China Huarong Asset Management Company, one of the country’s four state-owned bad-loan managers, will issue up to RMB 25 billion ($3.64 billion; €3.4 billion) of bonds in the next week to fund the purchase of distressed assets.
The bonds will be issued on China's interbank market between 18-22 of November targeting institutional investors in the national interbank bond market in the People’s Republic of China.
According to a statement, the firm will raise RMB 12.5 billion via three-year financial bonds, and another RMB 12.5 billion via five-year bonds.
Huarong was set up in 1999 to clean the first wave of bad debts in China at RMB 1.3 trillion yuan. Back then, the manager used government-backed funds to buy the state-run banks’ NPLs. Huarong and the three other state-owned bad-loan firms have since moved to buying bad debt at other types of Chinese companies as well.
Today, Chinese NPLs are generally estimated at RMB 5 trillion of in the Chinese banking industry, or at least six times larger than the previous cycle when estimates were around $500 billion. In order the curb the mounting bad debts in China, the government has been actively encouraging Chinese banks to recognise and sell NPLs.

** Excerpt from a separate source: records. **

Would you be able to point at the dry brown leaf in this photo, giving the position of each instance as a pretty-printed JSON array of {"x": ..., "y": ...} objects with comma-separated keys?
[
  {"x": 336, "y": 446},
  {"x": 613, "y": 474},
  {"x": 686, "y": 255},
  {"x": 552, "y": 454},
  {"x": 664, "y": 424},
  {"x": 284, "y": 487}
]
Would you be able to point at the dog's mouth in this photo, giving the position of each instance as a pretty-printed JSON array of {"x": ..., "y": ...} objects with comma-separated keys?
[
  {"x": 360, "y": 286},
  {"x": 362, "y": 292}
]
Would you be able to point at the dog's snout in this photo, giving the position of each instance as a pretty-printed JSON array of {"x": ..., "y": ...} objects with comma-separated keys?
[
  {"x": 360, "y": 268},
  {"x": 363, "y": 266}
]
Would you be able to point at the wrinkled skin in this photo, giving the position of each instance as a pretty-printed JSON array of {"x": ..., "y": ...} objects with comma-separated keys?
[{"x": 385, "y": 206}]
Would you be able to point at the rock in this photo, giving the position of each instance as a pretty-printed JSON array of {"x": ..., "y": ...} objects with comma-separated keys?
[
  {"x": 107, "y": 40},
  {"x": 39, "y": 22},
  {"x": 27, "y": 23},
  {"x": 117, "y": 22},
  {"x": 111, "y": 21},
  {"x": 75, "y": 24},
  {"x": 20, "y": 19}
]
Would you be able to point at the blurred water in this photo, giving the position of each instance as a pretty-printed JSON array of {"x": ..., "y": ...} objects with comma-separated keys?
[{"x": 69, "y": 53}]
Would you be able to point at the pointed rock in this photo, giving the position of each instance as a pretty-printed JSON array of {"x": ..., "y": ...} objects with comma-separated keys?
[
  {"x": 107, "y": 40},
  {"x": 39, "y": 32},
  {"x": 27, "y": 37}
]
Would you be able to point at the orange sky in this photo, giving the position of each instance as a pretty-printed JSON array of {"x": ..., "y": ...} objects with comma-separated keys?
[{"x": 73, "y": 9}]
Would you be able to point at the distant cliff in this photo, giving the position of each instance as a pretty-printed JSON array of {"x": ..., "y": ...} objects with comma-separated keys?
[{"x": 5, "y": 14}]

Apart from four state-owned bad-loan managers, the opportunities in the distressed market have also attracted many foreign and domestic investors.
In addition, the Chinese government has also revived its debt-to-equity swap programme as another solution to the problem. China Construction Bank took the lead of the programme and has already deployed around $9.6 billion on five large-sum swaps since October this year.